A round of applause, please.
He will be living with 10 youth in the northern part of the province for 3 periods of 3 months, so 30 youth in all. He'll be the leader/hen mother of the house, which is pretty funny.
Honestly? I've got a lot of thoughts in my head right now. A lot. A part of me is jealous of MW for the experience he will have. Meanwhile, I will be here living the exact opposite life of him. I feel a sense of panic. Then again, this isn't the first time I've felt this way when one of us has moved away. You'd think I'd be used to it by now.
It's the unknown. I always get scared about what could happen, but somehow we always manage to get through it stronger than ever. I think maybe I just have to trust in us a bit more.
I'm so proud of MW, though, and I've admired the goals he has set for himself. And maybe that's where part of the panic comes from. It seems like 'getting a job' has been my biggest goal lately, and now it's time to push myself more. I've been selling myself short on a lot of things lately, and now seems like a good time to go ahead and accomplish some things. Important things. At least, important to me. I think I've been so used to living life so laid back, it might be harder.

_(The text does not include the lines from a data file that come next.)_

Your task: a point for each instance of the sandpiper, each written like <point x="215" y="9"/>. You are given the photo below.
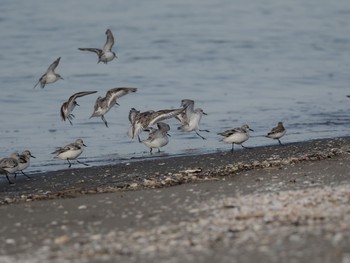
<point x="142" y="120"/>
<point x="3" y="171"/>
<point x="24" y="161"/>
<point x="106" y="54"/>
<point x="277" y="132"/>
<point x="50" y="76"/>
<point x="103" y="105"/>
<point x="9" y="165"/>
<point x="68" y="106"/>
<point x="190" y="118"/>
<point x="157" y="138"/>
<point x="71" y="152"/>
<point x="236" y="135"/>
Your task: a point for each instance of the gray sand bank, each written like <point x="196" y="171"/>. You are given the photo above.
<point x="270" y="204"/>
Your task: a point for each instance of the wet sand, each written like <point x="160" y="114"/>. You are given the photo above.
<point x="271" y="204"/>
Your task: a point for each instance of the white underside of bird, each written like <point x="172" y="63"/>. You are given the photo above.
<point x="237" y="138"/>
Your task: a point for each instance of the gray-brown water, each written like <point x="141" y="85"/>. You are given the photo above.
<point x="241" y="61"/>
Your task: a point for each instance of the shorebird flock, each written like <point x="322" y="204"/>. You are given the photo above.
<point x="188" y="116"/>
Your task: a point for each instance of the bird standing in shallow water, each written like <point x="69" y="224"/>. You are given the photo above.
<point x="68" y="106"/>
<point x="157" y="138"/>
<point x="236" y="135"/>
<point x="9" y="165"/>
<point x="71" y="151"/>
<point x="23" y="162"/>
<point x="277" y="132"/>
<point x="190" y="118"/>
<point x="106" y="54"/>
<point x="50" y="76"/>
<point x="103" y="105"/>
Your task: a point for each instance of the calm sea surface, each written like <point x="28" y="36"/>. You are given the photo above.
<point x="254" y="62"/>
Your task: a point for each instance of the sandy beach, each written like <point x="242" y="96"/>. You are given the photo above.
<point x="268" y="204"/>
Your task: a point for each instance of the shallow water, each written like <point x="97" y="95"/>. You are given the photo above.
<point x="254" y="62"/>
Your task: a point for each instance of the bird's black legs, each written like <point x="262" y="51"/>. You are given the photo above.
<point x="82" y="163"/>
<point x="104" y="120"/>
<point x="200" y="135"/>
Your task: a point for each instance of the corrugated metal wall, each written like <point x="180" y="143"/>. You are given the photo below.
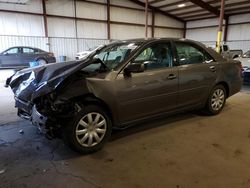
<point x="58" y="45"/>
<point x="206" y="31"/>
<point x="66" y="36"/>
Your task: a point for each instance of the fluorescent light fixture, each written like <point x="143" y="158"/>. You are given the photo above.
<point x="181" y="5"/>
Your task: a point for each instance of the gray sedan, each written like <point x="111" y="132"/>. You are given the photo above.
<point x="20" y="56"/>
<point x="122" y="84"/>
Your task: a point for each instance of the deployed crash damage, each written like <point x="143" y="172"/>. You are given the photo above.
<point x="120" y="84"/>
<point x="41" y="98"/>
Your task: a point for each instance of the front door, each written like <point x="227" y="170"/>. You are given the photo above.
<point x="153" y="91"/>
<point x="10" y="58"/>
<point x="198" y="71"/>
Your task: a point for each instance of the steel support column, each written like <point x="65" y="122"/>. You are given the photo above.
<point x="108" y="19"/>
<point x="219" y="35"/>
<point x="45" y="18"/>
<point x="146" y="15"/>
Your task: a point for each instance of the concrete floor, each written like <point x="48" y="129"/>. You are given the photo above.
<point x="181" y="151"/>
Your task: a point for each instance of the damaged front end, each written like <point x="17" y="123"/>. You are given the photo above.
<point x="42" y="94"/>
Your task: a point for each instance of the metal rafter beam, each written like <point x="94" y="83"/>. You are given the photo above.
<point x="218" y="6"/>
<point x="156" y="10"/>
<point x="172" y="4"/>
<point x="206" y="6"/>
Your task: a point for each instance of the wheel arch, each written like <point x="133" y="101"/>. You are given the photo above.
<point x="91" y="99"/>
<point x="226" y="86"/>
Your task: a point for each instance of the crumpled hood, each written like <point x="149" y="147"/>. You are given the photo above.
<point x="30" y="83"/>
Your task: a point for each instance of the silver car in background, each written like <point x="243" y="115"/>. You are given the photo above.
<point x="20" y="57"/>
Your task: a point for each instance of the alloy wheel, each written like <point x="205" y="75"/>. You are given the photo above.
<point x="91" y="129"/>
<point x="218" y="99"/>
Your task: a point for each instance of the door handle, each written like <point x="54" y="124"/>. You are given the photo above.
<point x="212" y="68"/>
<point x="172" y="76"/>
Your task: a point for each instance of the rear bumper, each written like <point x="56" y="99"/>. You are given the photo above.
<point x="29" y="112"/>
<point x="246" y="77"/>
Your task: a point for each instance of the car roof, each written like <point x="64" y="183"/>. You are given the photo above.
<point x="24" y="47"/>
<point x="146" y="40"/>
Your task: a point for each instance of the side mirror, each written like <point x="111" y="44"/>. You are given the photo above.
<point x="134" y="68"/>
<point x="235" y="56"/>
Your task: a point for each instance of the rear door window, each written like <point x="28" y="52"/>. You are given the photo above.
<point x="156" y="56"/>
<point x="28" y="50"/>
<point x="191" y="54"/>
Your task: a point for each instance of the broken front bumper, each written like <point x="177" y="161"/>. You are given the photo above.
<point x="29" y="111"/>
<point x="38" y="119"/>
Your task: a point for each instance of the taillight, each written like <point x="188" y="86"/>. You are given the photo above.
<point x="51" y="54"/>
<point x="241" y="70"/>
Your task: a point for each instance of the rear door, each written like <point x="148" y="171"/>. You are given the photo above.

You know, thinking about this a bit deeper. I never really discuss these issues with anyone. Goals, I mean. I feel like I'm personally offending people if I don't accomplish them. And I hate that feeling of letting anyone down. It's like when I tried to (finally) get my license in SH. I never talked about it to anyone, and I never posted anything here about it. I was embarrassed. I don't know why these things are so personal to me.
Uh. Right. I think I better stop here before Dr. Phil picks up my scent and I show up on "Intervention".